Bella tecleaba su último reporte en la oficina, observo a su alrededor y vio que casi nadie ya estaba ahí. Maggy no fue a la oficina otra vez. Desde ese día que bebieron ya había pasado casi más de 10 días y ella no venia. Había recibido mensajes a su móvil diciendo que estaba en un viaje largo, ella tenía que encargarse de todo.
Sonrió recordando los paseos que daba con Steve a la salida del café, se habían vuelto amigos. No parecía que sintieran algo romántico, solo les gustaba la compañía. Steve era soltero y por lo visto tenia la educación de los años 20's. Todo un caballero, durante estos días ella no pensó en Tom, solo hoy.
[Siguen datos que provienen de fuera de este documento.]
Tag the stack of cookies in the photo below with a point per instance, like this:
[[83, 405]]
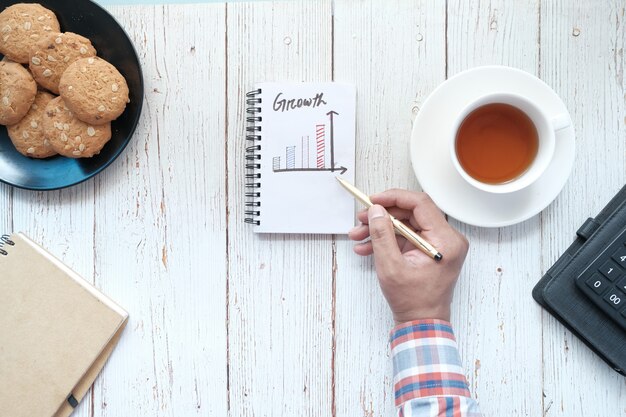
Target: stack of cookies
[[91, 92]]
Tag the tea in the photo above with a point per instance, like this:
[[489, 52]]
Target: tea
[[496, 143]]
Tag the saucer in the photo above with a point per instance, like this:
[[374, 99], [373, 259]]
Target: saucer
[[430, 153]]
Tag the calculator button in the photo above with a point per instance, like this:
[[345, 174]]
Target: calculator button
[[620, 256], [615, 299], [610, 270], [598, 283]]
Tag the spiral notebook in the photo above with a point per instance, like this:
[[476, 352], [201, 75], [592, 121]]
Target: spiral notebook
[[56, 332], [300, 137]]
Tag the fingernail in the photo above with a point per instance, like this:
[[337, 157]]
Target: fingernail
[[376, 211]]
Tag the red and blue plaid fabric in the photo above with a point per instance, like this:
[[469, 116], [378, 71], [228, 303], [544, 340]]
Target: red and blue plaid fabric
[[428, 377]]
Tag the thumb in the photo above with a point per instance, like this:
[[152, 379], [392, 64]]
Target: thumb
[[386, 251]]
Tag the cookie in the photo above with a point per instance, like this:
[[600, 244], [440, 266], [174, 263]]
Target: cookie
[[21, 26], [54, 52], [71, 137], [28, 135], [94, 90], [17, 92]]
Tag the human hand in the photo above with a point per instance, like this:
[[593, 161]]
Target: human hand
[[415, 285]]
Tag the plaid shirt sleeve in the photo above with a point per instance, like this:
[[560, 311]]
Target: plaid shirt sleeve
[[429, 380]]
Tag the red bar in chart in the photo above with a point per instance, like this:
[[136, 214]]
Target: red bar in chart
[[320, 135]]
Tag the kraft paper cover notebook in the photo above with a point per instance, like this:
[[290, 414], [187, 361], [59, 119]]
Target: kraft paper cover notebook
[[56, 332], [299, 138]]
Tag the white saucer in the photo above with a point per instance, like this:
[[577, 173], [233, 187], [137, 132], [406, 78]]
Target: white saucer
[[431, 156]]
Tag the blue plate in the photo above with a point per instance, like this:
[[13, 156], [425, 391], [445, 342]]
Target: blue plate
[[90, 20]]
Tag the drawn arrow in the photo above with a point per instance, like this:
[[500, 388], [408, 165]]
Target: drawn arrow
[[332, 137]]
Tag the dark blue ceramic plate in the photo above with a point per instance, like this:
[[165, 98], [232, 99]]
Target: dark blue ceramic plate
[[112, 43]]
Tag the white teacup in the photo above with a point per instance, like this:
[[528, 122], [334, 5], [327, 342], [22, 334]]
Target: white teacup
[[546, 126]]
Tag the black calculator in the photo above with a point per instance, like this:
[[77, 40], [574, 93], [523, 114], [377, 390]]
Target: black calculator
[[585, 289], [604, 280]]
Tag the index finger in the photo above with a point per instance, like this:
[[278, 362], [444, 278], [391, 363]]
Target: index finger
[[427, 214]]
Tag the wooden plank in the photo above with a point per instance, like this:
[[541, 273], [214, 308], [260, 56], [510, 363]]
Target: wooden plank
[[280, 286], [395, 53], [6, 208], [496, 320], [582, 57], [61, 222], [160, 233]]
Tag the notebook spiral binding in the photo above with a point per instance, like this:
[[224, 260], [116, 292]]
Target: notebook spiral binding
[[4, 240], [253, 158]]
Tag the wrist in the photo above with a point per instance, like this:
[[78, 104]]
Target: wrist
[[441, 313]]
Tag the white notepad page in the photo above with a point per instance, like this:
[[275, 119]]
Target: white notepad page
[[307, 139]]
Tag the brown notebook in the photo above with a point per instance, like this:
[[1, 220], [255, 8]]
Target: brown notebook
[[56, 331]]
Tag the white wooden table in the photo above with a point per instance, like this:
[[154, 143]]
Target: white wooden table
[[227, 323]]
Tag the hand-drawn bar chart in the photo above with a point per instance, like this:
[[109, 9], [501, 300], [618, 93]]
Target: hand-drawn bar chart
[[322, 162]]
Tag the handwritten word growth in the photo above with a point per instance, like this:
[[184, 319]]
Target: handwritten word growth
[[283, 105]]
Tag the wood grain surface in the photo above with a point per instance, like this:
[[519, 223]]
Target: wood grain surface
[[224, 322]]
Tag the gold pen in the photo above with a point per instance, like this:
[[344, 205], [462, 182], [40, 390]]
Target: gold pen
[[400, 227]]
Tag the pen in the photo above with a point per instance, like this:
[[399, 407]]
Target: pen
[[400, 227]]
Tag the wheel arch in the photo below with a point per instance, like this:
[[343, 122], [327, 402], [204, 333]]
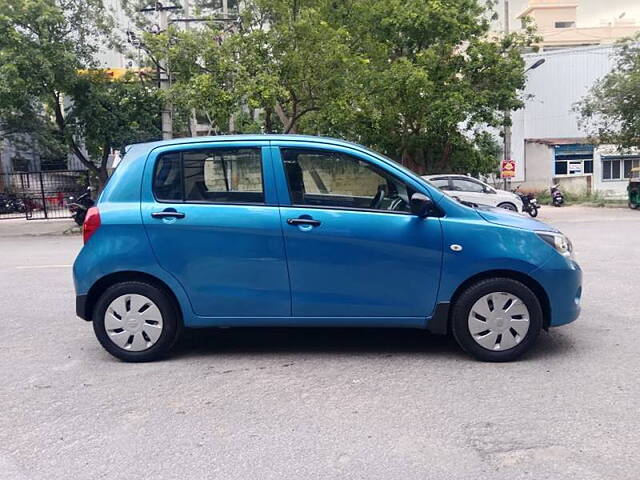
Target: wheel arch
[[126, 276], [523, 278]]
- Espero estés bien – dijo al aire mientras apagaba su laptop
La torre Stark seguía iluminando la calle, mientras la miraba caminaba distraída. La cafetería hoy no abría por que al gran señor Stark se le ocurrió alquilarla para un evento. Steve le dijo que otro día caminarían, se sintió tan nostálgica de regresar a su departamento sola. Llego al edificio y decidió comprar comida china como en los viejos tiempos, una vez adquirido los alimentos entro al edificio sonriente.
Llego a su piso por el ascensor y busco sus llaves. Abrió la puerta lentamente y encendió las luces.
- Es un poco tarde para una dama – una voz fría la recibió
Bella no giro ni grito, se quedo helada e inmóvil. Ella conocía esa voz, la bolsa de comida casi se le resbala pero respiro y controlo sus nervios, eso no podía estar pasando.
- No vas a decirme nada– la voz divertida la espanto mas
Suspirando dejo las llaves sobre la cómoda que tenia al lado de la puerta y dio la vuelta lentamente. No se equivocaba, el Dios estaba ahí. Sentado en los muebles, usando unas ropas que le había visto a Tom. Su cabello lucia más largo y tenia cicatrices en su rostro.
- Hola – Loki cruzo sus piernas – No nos hemos presentado de la mejor manera hace un tiempo, déjame hacerlo ahora – Sonrió – Soy Loki y vengo de Asgard
- Sé quién eres – logro decir – Loki
- Me alegra que me recuerdes y me alegra mas saber que no saldrás corriendo
- ¿Tengo opción acaso? No lo creo
Bella controlo su miedo y decidió no tomarle importancia, camino pasando de largo yendo hasta la cocina en donde dejo la cartera y la comida. Sus manos temblaban mientras se acomodaba la ropa.
- Que poco Cortez dejarme hablando solo – el apareció detrás de ella a milímetros de su oído
El olor, ese olor que ya conocía la perturbo un poco pero ella ya no era la misma chica llorona y nerviosa. Tenía un miedo terrible pero ahora era más fuerte.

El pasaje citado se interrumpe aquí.